BBC Reporter, Duncan Walker, reports child poverty in the United States of America has reached “record levels.” Walker reports that nearly 17 million children are now affected in America and that number is growing on a daily basis.
Walker interviews the Haywood family: Kaylie, 10 years old, Tyler, 12 years old, and their mother, Barbara. The family lives in Iowa where Barbara used to work in a factory before becoming unemployed. The family attempts to survive off of unemployment benefits and food stamps totaling $1,480 a month. Both Kaylie and Tyler have tried helping their mother to supplement the family’s income; Kaylie collected cans along the railroad track near their old home, and Tyler mowed lawns.

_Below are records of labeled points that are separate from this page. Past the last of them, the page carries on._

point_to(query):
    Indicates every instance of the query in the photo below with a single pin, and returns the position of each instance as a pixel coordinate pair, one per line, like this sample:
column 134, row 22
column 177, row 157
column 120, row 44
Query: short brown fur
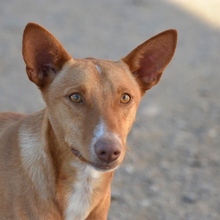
column 79, row 139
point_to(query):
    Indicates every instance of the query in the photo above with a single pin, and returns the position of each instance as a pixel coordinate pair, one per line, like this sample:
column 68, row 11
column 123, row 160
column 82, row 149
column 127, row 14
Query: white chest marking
column 79, row 201
column 35, row 161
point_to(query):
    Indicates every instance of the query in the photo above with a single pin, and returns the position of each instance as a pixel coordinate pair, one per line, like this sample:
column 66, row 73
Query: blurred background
column 172, row 168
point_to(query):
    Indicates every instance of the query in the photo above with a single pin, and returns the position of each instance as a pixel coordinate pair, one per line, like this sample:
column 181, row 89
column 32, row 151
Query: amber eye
column 76, row 97
column 125, row 98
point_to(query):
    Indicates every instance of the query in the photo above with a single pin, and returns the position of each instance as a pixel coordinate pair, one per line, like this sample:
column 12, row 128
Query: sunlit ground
column 207, row 10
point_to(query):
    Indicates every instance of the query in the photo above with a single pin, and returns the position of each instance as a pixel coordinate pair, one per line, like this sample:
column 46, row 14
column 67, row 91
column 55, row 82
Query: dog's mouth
column 98, row 166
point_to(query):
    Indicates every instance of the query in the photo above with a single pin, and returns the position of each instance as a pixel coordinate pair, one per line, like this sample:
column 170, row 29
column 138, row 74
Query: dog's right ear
column 43, row 54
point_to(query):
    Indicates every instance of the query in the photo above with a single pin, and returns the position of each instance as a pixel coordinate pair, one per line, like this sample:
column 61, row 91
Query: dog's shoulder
column 7, row 118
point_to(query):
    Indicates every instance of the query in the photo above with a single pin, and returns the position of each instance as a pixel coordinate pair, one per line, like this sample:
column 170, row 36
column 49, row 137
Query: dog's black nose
column 107, row 150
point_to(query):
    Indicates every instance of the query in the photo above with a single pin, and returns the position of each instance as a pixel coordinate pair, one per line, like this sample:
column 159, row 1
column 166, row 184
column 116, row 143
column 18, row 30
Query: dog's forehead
column 95, row 70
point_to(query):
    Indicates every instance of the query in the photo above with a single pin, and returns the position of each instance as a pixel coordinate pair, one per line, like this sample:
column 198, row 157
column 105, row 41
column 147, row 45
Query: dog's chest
column 80, row 197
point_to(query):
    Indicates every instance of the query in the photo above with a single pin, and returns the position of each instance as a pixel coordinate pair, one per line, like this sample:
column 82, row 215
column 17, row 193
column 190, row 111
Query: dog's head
column 92, row 103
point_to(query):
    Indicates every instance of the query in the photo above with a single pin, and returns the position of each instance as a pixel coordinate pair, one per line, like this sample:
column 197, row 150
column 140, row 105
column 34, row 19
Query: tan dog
column 58, row 163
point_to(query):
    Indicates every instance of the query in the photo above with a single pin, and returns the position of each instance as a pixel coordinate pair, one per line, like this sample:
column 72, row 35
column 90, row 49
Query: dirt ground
column 172, row 169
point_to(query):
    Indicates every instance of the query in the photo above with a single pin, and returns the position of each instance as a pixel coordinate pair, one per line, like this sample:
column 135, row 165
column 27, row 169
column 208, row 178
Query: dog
column 58, row 163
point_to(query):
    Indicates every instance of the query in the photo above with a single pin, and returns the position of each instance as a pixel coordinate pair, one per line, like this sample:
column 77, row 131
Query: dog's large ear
column 43, row 54
column 148, row 60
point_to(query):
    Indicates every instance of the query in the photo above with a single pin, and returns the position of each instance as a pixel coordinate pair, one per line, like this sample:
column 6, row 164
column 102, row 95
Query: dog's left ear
column 148, row 60
column 43, row 54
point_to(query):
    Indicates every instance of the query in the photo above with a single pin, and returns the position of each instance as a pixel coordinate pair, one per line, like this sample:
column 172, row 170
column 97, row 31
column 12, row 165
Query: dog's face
column 92, row 103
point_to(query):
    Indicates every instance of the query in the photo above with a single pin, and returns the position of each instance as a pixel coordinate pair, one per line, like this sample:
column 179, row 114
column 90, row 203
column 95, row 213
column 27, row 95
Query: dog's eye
column 125, row 98
column 76, row 97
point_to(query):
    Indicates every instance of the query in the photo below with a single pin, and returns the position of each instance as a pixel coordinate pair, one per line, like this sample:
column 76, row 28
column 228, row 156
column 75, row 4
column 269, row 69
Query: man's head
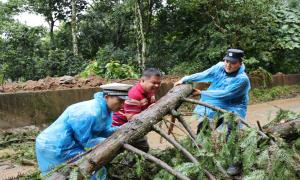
column 151, row 79
column 114, row 103
column 233, row 60
column 115, row 94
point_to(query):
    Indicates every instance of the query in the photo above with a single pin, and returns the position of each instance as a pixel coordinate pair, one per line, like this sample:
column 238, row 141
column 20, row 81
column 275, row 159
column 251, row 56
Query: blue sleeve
column 205, row 76
column 82, row 127
column 235, row 89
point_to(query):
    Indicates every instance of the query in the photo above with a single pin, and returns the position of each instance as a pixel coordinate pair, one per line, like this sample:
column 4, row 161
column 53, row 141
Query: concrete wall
column 39, row 107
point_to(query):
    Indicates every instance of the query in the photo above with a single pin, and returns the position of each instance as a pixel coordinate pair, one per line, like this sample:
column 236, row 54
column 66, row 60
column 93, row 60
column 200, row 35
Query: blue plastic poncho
column 81, row 125
column 227, row 91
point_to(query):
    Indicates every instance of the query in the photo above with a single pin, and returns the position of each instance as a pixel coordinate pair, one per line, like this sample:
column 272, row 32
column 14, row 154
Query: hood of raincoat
column 80, row 126
column 227, row 91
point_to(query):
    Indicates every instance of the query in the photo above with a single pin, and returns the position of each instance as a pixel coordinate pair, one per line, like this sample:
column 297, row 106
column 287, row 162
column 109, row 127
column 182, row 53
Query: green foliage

After loosing their home, the family now lives in a motel where their only source of refrigeration is a sink full of ice. Walker follows the family to a food bank in Stockton, Iowa where Kaylie and Tyler are arguing with their mother over the fifteen items they are allotted. Kaylie would like ground beef, but she is denied since their motel room offers no place to cook the meat. Apple sauce makes the list as a “yes.” Canned vegetables, canned spaghetti, canned meatballs, and canned ravioli make it to the maybe section.
Kaylie tells Walker, ‘“We don’t get three meals a day like breakfast, lunch, and then dinner.”’ Kaylie continues to describe, ‘“When I feel hungry I feel sad and droopy.”’ Walker talks about how Kaylie wants a decent education so she does not go hungry in the future. Kaylie further describes to Walker how clothing, costing two dollars at the Salvation Army, is ‘“too much.”’ One of the family’s dog, Nala, was given to the a shelter to decrease living expenses.
The Haywood family, Walker reports, is among the 47 million Americans who depend upon food banks to increase their chances of survival. In addition, 1 in 5 children receive food aid in the US, and nearly 17 million American children reside in homes where buying “enough healthy food is not something they can count on.”
Tyler describes to Walker how the family sometimes has “good days” and sometimes has “bad days.” Tyler tells Walker, ‘“Sometimes we don’t have cereal and we have milk. Sometimes when there’s a cooking show on I get a little more hungry – I want to vanish into the screen and start eating the food.”’
My question for the American government: Any Comments?